– Você se lembra de mim?

Estou eu ali, de novo, frente a frente com um passado que me parece tão remoto a ponto de não ter existido. Por vezes, forço a minha memória fisionômica, até bastante razoável, e o resultado vem de imediato:

– É claro que sim.

Mas esta verdade nunca há de bastar, e aí vem a definitiva lancetada na alegria fugidia:

– E qual é o meu nome?

Seria inútil demais mentir, até porque as possibilidades beiram o infinito. E eu me dou por vencido, trazendo de volta uma vergonha sem a qual eu passaria bem melhor.

O fato é que, para má sorte da minha parca memória, estou envelhecendo publicamente, com muita gente conhecida acompanhando dia após dia, e sem a devida reciprocidade, em um estado pequeno, em uma cidade que incha, mas que me empurra para os mesmos lugares, sempre: talvez pela minha preguiça de buscar novos horizontes geográficos, tendo as raízes enfiadas em terreno estreito, embora carregando a tola esperança de desconhecer limites na imaginação.

As minhas lembranças, confesso, não deixam espaços para nomes, datas e otras cositas más, fundamentais para a vida em comunidade e, inclusive, em família.
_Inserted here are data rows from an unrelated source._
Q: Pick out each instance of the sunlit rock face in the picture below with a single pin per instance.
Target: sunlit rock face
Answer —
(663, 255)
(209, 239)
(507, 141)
Esqueço, por exemplo, aniversários de amigos e parentes mais próximos, e só redescubro nomes e apelidos de primos, primas e agregados, a quem não vejo há algum tempo, quando me socorro da memória da minha mãe, um primor aos 85 anos de idade.

E não é que o acaso, nem sempre um companheiro solidário, me ajudou bastante no âmbito doméstico? Vejam: minha mulher e meus filhos aniversariam em datas que dispensam exercícios mnemônicos: 12/02; 23/03; 24/04.

Ufa!

E olha que essa desmemória, que não foi me apresentada agora e só deve piorar daqui para adiante, tem me dado também algumas boas alegrias. Já faz algum tempo que tenho optado por reler bons livros com os quais já convivi, rever filmes que me emocionaram lá pra trás, e eles me oferecem um sabor de deliciosa novidade, que não coube no baú sem alças da minha vida passada – e única.

Se deles lembrasse como fazem os de memória prodigiosa, certamente não sentiria a mesma – e agradável – sensação que tenho experimentado com frequência. Está bem: nem sempre é assim, mas é melhor do que “quase nunca”. Aliás, dizem os antigos que muito boa memória é sinal de pouco discernimento. Não ter ambos, entretanto, não é vantagem nenhuma.

Imagino que não deve ser muito confortável guardar em detalhes tudo o que se viveu, se viu, se ouviu: não haveria espaço para a invenção, tão importante na construção de quaisquer enredos, ainda que seja impossível refazê-los ao gosto. Dá até pra arredondar, aqui e ali, sem que a verdade seja desprezada. Sim, porque o que haverá de mentira naquilo que for narrado, até a si próprio, o será tão somente por não ser verdade absoluta – um adjetivo que faz toda a diferença.

Mentir navega em outras águas: parte da própria verdade conhecida e nunca esquecida pelo mentiroso, que se torna um voluntário da própria – e não revelada – vergonha (excluo, aqui, os mitômanos e os profissionais da política, por desconhecê-la).

Razão há de ter, mais uma vez, Fiódor Dostoiévski, para quem o meio mais fácil para se lembrar de alguma coisa é se obrigar a esquecê-la, por incômoda.

É quando tanta falta nos faz a desmemória.